INVOCACIÓN INICIAL
V. Dios mío, ven en mi auxilio
R. Señor, date prisa en socorrerme. Gloria al Padre, y al Hijo, y al Espíritu Santo.
Como era en el principio, ahora y siempre, por los siglos de los siglos. Amén. Aleluya.
Himno: CUANDO LA LUZ DEL DÍA ESTÁ EN SU CUMBRE
Cuando la luz del día está en su cumbre,
eres, Señor Jesús, luz y alegría
de quienes en la fe y en la esperanza
celebran ya la fiesta de la Vida.
Eres resurrección, palabra y prenda
de ser y de vivir eternamente;
sembradas de esperanzas nuestras vidas,
serán en ti cosecha para siempre.
Ven ya, Señor Jesús, Salvador nuestro,
de tu radiante luz llena este día,
camino de alegría y de esperanza,
cabal acontecer de nueva vida.
Concédenos, oh Padre omnipotente,
por tu Hijo Jesucristo, hermano nuestro,
vivir ahora el fuego de tu Espíritu,
haciendo de esta tierra un cielo nuevo. Amén.
SALMODIA
Ant 1. Uno de los soldados le atravesó con su lanza el costado y al instante salió sangre y agua.

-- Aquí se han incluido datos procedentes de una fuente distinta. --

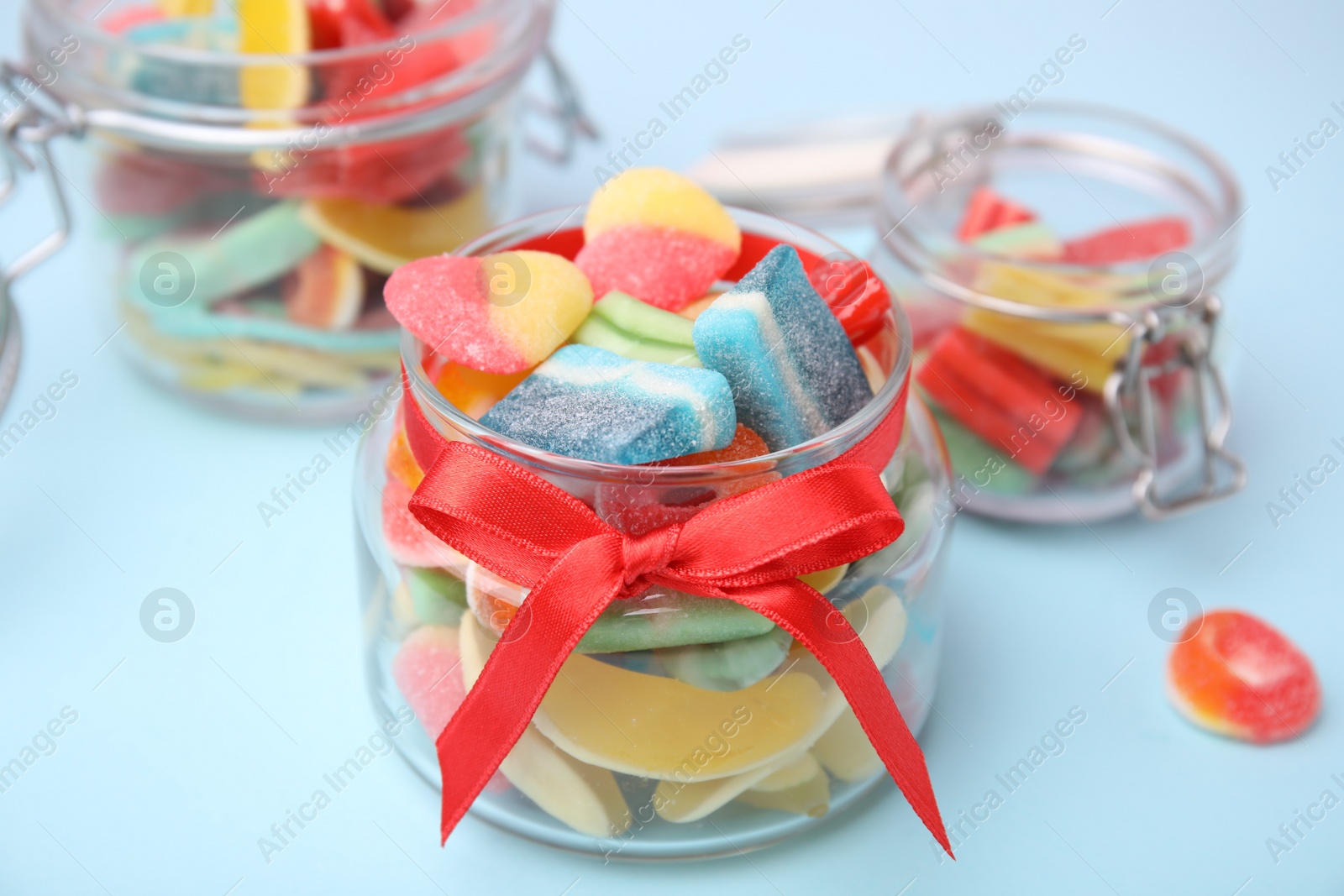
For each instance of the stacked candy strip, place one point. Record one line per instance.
(288, 259)
(1019, 398)
(660, 369)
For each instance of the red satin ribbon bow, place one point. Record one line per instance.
(749, 548)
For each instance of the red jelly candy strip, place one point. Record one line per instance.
(988, 211)
(855, 295)
(1000, 398)
(1129, 242)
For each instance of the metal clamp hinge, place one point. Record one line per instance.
(1129, 391)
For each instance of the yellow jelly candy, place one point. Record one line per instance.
(175, 8)
(810, 799)
(1079, 354)
(537, 300)
(826, 579)
(386, 237)
(685, 802)
(664, 728)
(585, 799)
(799, 772)
(659, 197)
(273, 27)
(844, 750)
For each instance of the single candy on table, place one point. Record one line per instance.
(1240, 678)
(659, 237)
(792, 369)
(501, 315)
(595, 405)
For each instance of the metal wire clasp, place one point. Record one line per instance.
(26, 134)
(1129, 399)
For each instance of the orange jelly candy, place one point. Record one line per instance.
(1242, 679)
(476, 392)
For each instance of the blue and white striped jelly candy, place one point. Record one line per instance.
(591, 403)
(792, 369)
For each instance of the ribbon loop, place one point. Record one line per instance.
(648, 553)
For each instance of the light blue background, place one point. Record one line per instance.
(186, 754)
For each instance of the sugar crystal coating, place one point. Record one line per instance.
(595, 405)
(792, 369)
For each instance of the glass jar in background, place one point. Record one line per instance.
(250, 206)
(1072, 375)
(689, 664)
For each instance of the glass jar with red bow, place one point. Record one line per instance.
(622, 660)
(257, 168)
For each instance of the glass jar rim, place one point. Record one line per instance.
(904, 235)
(549, 223)
(104, 107)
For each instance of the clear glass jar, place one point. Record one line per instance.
(1066, 391)
(250, 206)
(420, 594)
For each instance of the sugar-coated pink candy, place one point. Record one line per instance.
(499, 315)
(409, 542)
(662, 266)
(427, 669)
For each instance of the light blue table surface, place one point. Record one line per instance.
(185, 754)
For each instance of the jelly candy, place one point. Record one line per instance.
(727, 665)
(811, 797)
(631, 328)
(584, 797)
(656, 727)
(1128, 242)
(855, 295)
(988, 211)
(799, 772)
(656, 618)
(499, 315)
(437, 598)
(1079, 354)
(1242, 679)
(743, 446)
(1021, 241)
(999, 396)
(689, 799)
(475, 392)
(174, 8)
(248, 254)
(792, 369)
(659, 237)
(386, 237)
(591, 403)
(326, 291)
(846, 752)
(427, 672)
(272, 27)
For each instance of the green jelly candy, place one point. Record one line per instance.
(729, 665)
(631, 328)
(201, 270)
(437, 597)
(981, 465)
(667, 618)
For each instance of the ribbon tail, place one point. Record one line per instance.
(517, 673)
(823, 631)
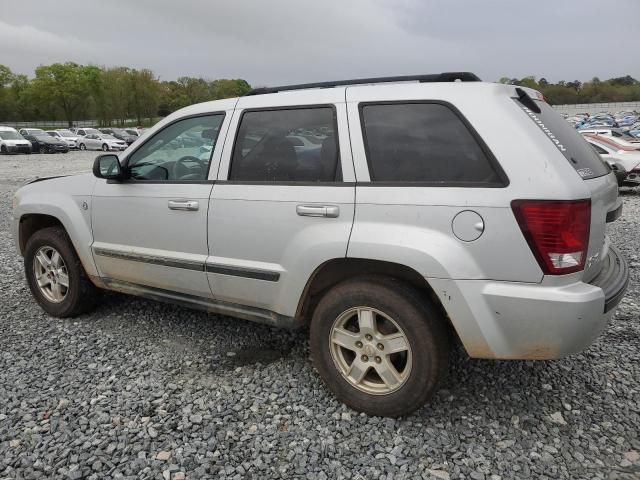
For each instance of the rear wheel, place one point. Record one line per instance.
(55, 275)
(379, 345)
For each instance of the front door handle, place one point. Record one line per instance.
(331, 211)
(189, 205)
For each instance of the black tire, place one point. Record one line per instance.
(81, 296)
(422, 324)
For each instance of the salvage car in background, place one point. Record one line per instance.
(623, 161)
(66, 136)
(12, 142)
(42, 142)
(100, 141)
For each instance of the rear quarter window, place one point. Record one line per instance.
(567, 140)
(425, 143)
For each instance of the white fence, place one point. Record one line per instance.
(598, 107)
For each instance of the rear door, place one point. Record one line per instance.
(283, 203)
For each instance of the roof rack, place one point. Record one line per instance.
(435, 77)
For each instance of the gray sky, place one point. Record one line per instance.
(288, 41)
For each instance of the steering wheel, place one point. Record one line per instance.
(181, 169)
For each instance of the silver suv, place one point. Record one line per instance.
(389, 216)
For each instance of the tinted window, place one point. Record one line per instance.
(570, 143)
(423, 142)
(182, 151)
(296, 145)
(598, 149)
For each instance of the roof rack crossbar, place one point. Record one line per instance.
(436, 77)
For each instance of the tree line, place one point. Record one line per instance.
(70, 92)
(619, 89)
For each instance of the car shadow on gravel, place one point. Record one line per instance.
(211, 347)
(186, 332)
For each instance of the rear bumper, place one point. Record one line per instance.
(507, 320)
(613, 279)
(632, 179)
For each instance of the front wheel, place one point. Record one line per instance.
(55, 275)
(379, 345)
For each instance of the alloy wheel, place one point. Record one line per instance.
(370, 350)
(51, 274)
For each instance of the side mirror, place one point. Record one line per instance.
(107, 166)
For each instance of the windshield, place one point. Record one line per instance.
(9, 135)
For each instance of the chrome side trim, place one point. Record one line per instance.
(256, 274)
(155, 260)
(252, 314)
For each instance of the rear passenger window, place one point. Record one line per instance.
(424, 143)
(291, 145)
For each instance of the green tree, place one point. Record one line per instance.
(65, 85)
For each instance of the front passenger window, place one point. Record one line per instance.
(179, 152)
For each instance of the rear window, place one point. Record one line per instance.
(570, 143)
(425, 143)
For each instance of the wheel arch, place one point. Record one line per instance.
(30, 223)
(338, 270)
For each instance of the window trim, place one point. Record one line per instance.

Salmo 125 – DIOS, ALEGRÍA Y ESPERANZA NUESTRA.
Cuando el Señor cambió la suerte de Sión,
nos parecía soñar:
la boca se nos llenaba de risas,
la lengua de cantares.
Hasta los gentiles decían:
«El Señor ha estado grande con ellos.»
El Señor ha estado grande con nosotros,
y estamos alegres.
Que el Señor cambie nuestra suerte
como los torrentes del Negueb.
Los que sembraban con lágrimas
cosechan entre cantares.
Al ir, iban llorando,
llevando la semilla;
al volver, vuelven cantando,
trayendo sus gavillas.
Gloria al Padre, y al Hijo, y al Espíritu Santo.

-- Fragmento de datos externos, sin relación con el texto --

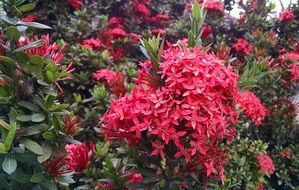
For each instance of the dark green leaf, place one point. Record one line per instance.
(38, 117)
(32, 146)
(9, 164)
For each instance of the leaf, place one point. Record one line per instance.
(9, 164)
(35, 44)
(27, 7)
(12, 33)
(37, 177)
(10, 137)
(29, 106)
(4, 124)
(32, 146)
(34, 25)
(24, 118)
(6, 60)
(49, 185)
(47, 153)
(39, 117)
(36, 129)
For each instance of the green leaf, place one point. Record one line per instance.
(6, 60)
(34, 25)
(32, 146)
(12, 33)
(29, 106)
(26, 7)
(4, 124)
(36, 129)
(48, 185)
(35, 44)
(38, 117)
(36, 60)
(10, 137)
(9, 164)
(24, 118)
(37, 177)
(47, 153)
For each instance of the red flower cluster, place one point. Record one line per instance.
(213, 5)
(136, 178)
(266, 164)
(206, 31)
(242, 46)
(114, 80)
(29, 18)
(286, 16)
(192, 111)
(252, 106)
(76, 4)
(78, 156)
(92, 43)
(53, 50)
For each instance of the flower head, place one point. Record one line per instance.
(114, 80)
(76, 4)
(92, 43)
(286, 16)
(78, 156)
(252, 106)
(266, 164)
(242, 46)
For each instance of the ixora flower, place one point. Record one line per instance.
(55, 53)
(114, 80)
(266, 164)
(286, 16)
(78, 156)
(214, 6)
(195, 105)
(241, 46)
(76, 4)
(92, 43)
(252, 106)
(29, 18)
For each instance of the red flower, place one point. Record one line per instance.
(180, 110)
(286, 16)
(206, 31)
(142, 10)
(115, 22)
(71, 125)
(114, 80)
(78, 156)
(118, 33)
(105, 186)
(266, 164)
(136, 178)
(134, 38)
(29, 18)
(214, 5)
(93, 43)
(55, 53)
(158, 31)
(55, 167)
(76, 4)
(242, 46)
(252, 106)
(117, 53)
(260, 186)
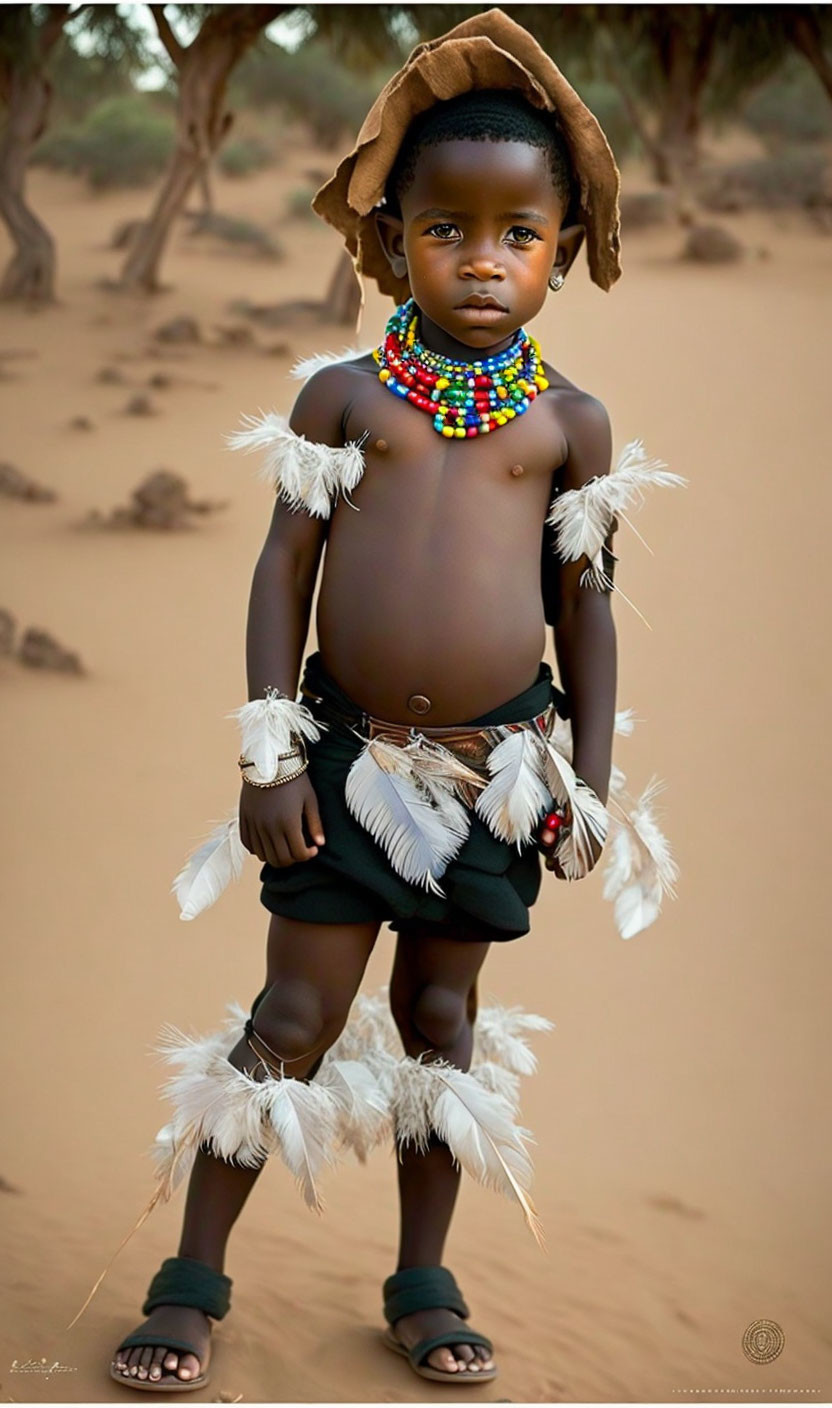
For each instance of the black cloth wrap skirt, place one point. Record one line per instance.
(489, 884)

Como era en el principio, ahora y siempre, por los siglos de los siglos. Amén.
Salmo 126 – EL ESFUERZO HUMANO ES INÚTIL SIN DIOS.
Si el Señor no construye la casa,
en vano se cansan los albañiles;
si el Señor no guarda la ciudad,
en vano vigilan los centinelas.
Es inútil que madruguéis,
que veléis hasta muy tarde,
los que coméis el pan de vuestros sudores:
¡Dios lo da a sus amigos mientras duermen!
La herencia que da el Señor son los hijos;
una recompensa es el fruto de las entrañas:
son saetas en mano de un guerrero
los hijos de la juventud.
Dichoso el hombre que llena
con ellas su aljaba:
no quedará derrotado cuando litigue
con su adversario en la plaza.
Gloria al Padre, y al Hijo, y al Espíritu Santo.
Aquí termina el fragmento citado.